“To Kill A Mockingbird” by Harper Lee Essay
“To Kill A Mockingbird” by Harper Lee
In the novel To Kill a Mockingbird, Harper Lee tells the story of Scout and Jem, two young children who learn about racism and injustice in the small town of Maycomb, Alabama, in the 1930s. The children’s father, Atticus, is a lawyer who is appointed to defend Tom Robinson, a black man unjustly accused of rape. It is through this trial, as well as through other characters, that the children learn about the injustices of the world and the need for compassion, a trait that demands that we rise above our selves and see “things from another point of view.” This different perspective is the crux of compassion for it is only by understanding another’s point of view that we can truly empathize and have compassion for someone who is different from us. It is through compassion that one understands why it is “a sin to kill a mockingbird,” those creatures and people who do no harm and need our understanding. Finally, it is through compassion that we can overcome human weakness, such as prejudice and injustice, and act with integrity and courage. In To Kill a Mockingbird, Arthur Radley, Mayella Ewell, and Tom Robinson are three characters that demonstrate the need for compassion.
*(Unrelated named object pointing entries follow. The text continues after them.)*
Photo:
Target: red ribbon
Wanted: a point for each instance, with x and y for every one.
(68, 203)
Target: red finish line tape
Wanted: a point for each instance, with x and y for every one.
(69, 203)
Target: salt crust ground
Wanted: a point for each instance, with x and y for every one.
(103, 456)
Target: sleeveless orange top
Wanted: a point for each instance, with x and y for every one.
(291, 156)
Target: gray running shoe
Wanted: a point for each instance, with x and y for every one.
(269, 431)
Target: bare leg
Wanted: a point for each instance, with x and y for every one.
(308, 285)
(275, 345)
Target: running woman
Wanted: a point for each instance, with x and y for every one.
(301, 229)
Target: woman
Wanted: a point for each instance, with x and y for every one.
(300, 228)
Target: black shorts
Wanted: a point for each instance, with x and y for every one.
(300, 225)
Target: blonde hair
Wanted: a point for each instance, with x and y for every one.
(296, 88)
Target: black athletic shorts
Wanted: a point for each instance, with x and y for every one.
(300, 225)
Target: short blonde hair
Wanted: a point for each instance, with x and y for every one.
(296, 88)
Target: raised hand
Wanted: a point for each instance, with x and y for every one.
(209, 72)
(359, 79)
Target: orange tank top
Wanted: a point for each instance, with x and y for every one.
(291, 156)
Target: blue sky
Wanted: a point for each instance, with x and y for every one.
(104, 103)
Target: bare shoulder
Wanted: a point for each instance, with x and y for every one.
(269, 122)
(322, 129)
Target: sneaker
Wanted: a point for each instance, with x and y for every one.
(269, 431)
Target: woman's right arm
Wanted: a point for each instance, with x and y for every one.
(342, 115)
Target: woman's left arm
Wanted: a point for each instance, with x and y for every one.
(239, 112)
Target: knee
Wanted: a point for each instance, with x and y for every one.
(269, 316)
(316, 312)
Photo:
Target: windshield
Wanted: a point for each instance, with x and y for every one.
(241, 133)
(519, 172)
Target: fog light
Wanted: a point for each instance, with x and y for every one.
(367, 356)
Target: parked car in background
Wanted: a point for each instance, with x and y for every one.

One of the few characters that deserve compassion in this novel is Arthur “Boo” Radley. His father prohibits him from leaving the house and having any contact with the rest of Maycomb. Thus, it is just about impossible for him to even live a normal life. Moreover, Arthur’s mysterious lifestyle inevitably leads to frequent false accusations that more than hurt his reputation. From Arthur Radley, Jem and Scout as well as the reader learns that what one may think of another may not be true until they completely understand things from that individual’s standpoint. As Mrs. Maudie says it, “…they don’t do one thing but sing their hearts out for us. That’s why it is a sin to kill a mockingbird.”
This quote is a perfect description of Arthur and how he treats others. It tells the reader that like a mockingbird, he does good deeds for others and asks of nothing in return. For instance, in the novel Arthur puts gifts in an oak tree for Jem and Scout to enjoy. In addition, towards the end of the book, he rescues them from Bob Ewell’s sudden attack. Yet, a person worthy of compassion does not necessarily have to perform good deeds. A good model of this is Mayella Ewell.
In a society so concentrated on one’s wealth, it is hard for anyone like Mayella Ewell to meet its expectations. Therefore, one may also be compassionate towards Mayella. Living in poverty, she has to struggle to support seven siblings along with a drunken father. What’s more is that her family’s past not only affects others’ outlook on her; it takes away from her sense of worth as well. She has no friends and through the trial Scout realizes that she “must have been the loneliest person in the world.” Harper Lee also informs us that the Ewells have “brilliant red geraniums, cared for as tenderly as if the belonged to Miss Maudie Atkinson.” She further states that these flowers belong to Mayella.
Since having no friends, Mayella turns to gardening. She treats the flowers as though they were her only friends and cares for them dearly. This shows that she is just a normal child who needs as much care and attention as anyone. But because of her family history others don’t feel the need to have compassion for her. Also as a result of her horrible upbringing, Mayella soon makes a choice that would eventually ruin another “mockingbird.”
Deserving more compassion than anyone is Tom Robinson. Tom, a poor black male, has to make a great effort to provide for a wife and four kids. He is a hard working and sincere man whose only mistake was having sympathy for Mayella Ewell. He tries to do her favor but because of the racism in Maycomb, Tom is soon accused of raping Mayella and founded guilty. Losing hope, he tries to flee but is soon shot down because of his crippled arm. Then shortly after Tom’s death Scout finds a roly-poly in the house.
“‘Why couldn’t I mash him?’ I asked.
‘Because they don’t bother you,’ Jem answered in the darkness.”
The roly-poly is a perfect portrayal Tom Robinson in that both of them had not done anything to cause any harm. Nevertheless, they are both punished. Jem understands this because he feels compassion for the insect as well as compassion for Tom.
As Arthur, Mayella and Tom’s situations show, having compassion is a necessity when dealing with others. Through compassion we understand from a different perspective what someone experiences. It is through this perspective that we rise above our differences and accept what is truly there. Without compassion, discrimination, injustice and rivalry will surely prevail.